Last week it was Avurudu Thel Keliya. Now we have come to Ranjan Keliya. 

SJB MP Ranjan Ramanayake has been removed from Parliament, in what is said to be in keeping with the decision of the Court of Appeal, to reject his application against the Supreme Court order sentencing him to four years of imprisonment for Contempt of court.

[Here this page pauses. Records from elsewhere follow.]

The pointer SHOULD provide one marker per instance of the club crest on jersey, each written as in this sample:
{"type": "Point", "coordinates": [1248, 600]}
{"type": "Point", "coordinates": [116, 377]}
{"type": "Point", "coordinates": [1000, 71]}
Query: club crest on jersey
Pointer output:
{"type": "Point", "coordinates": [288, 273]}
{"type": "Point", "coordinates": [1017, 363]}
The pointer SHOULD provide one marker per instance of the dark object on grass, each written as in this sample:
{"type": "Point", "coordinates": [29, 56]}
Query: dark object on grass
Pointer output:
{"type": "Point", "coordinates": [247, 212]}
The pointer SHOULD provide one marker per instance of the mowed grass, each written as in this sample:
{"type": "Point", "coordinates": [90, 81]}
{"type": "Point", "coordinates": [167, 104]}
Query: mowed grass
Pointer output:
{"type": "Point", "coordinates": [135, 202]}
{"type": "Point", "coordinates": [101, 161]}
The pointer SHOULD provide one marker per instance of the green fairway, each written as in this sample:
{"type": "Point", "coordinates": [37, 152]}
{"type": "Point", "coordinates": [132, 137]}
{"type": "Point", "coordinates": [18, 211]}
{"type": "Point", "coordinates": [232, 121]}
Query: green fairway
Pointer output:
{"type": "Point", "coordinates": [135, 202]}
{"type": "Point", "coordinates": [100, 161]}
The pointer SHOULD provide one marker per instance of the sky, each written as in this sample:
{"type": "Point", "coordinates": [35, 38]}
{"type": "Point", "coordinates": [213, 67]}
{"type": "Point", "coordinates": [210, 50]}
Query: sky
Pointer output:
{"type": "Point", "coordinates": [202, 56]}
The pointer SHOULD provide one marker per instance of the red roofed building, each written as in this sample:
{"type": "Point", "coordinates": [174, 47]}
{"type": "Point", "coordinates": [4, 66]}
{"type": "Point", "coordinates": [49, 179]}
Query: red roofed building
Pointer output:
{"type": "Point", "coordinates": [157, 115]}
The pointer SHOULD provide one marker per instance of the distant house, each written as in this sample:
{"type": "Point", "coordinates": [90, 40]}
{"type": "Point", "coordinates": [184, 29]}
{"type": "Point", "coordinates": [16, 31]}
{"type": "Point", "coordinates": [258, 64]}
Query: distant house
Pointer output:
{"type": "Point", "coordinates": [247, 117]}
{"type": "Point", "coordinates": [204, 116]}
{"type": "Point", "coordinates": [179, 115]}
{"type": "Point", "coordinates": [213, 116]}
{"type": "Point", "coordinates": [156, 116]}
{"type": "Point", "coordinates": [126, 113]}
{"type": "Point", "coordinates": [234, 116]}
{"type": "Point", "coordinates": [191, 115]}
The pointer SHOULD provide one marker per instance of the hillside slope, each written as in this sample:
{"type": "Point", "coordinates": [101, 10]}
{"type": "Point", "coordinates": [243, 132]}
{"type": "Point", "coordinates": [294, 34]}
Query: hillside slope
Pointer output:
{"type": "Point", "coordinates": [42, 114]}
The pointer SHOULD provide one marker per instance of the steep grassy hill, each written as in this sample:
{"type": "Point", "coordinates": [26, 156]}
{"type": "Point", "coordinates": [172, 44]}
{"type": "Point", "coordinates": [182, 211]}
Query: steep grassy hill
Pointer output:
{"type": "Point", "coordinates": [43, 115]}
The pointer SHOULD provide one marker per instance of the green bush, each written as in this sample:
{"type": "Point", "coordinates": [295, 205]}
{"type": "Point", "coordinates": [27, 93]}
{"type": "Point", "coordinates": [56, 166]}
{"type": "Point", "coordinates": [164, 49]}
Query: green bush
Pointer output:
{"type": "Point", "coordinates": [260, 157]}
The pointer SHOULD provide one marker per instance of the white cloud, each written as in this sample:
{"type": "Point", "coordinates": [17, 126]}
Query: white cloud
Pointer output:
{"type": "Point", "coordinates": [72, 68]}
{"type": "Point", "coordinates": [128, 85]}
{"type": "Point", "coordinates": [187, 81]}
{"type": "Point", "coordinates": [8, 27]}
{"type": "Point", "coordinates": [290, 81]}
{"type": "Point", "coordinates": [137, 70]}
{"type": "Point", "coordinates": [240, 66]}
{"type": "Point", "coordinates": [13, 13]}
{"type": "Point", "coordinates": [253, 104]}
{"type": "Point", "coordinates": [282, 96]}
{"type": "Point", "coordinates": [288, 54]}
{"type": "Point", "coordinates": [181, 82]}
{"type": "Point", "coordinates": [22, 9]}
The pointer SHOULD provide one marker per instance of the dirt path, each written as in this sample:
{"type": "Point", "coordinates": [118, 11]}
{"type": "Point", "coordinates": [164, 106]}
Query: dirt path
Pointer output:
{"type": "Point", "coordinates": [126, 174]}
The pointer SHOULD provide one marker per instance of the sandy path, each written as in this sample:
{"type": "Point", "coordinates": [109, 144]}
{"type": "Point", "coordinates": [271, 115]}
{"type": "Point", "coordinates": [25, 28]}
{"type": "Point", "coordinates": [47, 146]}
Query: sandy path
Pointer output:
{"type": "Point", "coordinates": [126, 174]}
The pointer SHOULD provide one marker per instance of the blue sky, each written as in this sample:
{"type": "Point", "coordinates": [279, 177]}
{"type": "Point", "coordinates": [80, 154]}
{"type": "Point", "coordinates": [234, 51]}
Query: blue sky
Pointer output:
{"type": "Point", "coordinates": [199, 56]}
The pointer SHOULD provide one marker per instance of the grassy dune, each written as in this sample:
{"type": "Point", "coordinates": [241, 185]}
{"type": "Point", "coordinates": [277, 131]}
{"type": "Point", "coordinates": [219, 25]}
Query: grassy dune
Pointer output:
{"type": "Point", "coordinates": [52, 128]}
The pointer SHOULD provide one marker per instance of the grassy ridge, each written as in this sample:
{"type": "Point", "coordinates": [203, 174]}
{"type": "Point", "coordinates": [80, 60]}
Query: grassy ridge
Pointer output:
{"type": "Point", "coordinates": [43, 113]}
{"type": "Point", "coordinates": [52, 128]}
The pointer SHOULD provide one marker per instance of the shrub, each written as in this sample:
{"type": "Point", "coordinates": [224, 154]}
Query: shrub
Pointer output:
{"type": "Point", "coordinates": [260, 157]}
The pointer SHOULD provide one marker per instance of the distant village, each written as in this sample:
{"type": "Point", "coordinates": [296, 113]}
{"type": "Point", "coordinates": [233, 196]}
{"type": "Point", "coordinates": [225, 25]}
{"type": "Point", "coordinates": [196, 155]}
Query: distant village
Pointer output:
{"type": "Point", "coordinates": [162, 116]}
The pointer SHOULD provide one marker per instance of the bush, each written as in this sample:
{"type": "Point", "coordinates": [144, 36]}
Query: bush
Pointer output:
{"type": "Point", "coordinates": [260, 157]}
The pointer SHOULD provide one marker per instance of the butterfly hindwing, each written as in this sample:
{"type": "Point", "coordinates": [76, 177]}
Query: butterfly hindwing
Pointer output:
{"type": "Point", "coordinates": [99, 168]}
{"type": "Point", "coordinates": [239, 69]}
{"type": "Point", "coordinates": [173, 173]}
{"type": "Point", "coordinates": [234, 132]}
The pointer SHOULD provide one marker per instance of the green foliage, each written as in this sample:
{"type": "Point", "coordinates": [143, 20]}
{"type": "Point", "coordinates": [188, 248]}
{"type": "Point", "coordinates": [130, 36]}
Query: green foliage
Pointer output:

A parliament, of which Ranjan was a most active and spoken member, has shown its overall failure to deal with an issue that affects the rights of all citizens. The mockery of it all is to have a parliament where a person found guilty of murder and imprisoned by a court order is allowed to be a member of the House, but a person guilty of contempt of Court, who has not injured or killed anyone, is removed from it.

With all due respect and honour to the judiciary, one must begin to look at the entire thinking and process of charging people for and punishing them for contempt of Court. 

In the present parliamentary situation, with all the power that the President and the government have with a two-thirds plus majority, the future Independence of the Judiciary is certainly in question.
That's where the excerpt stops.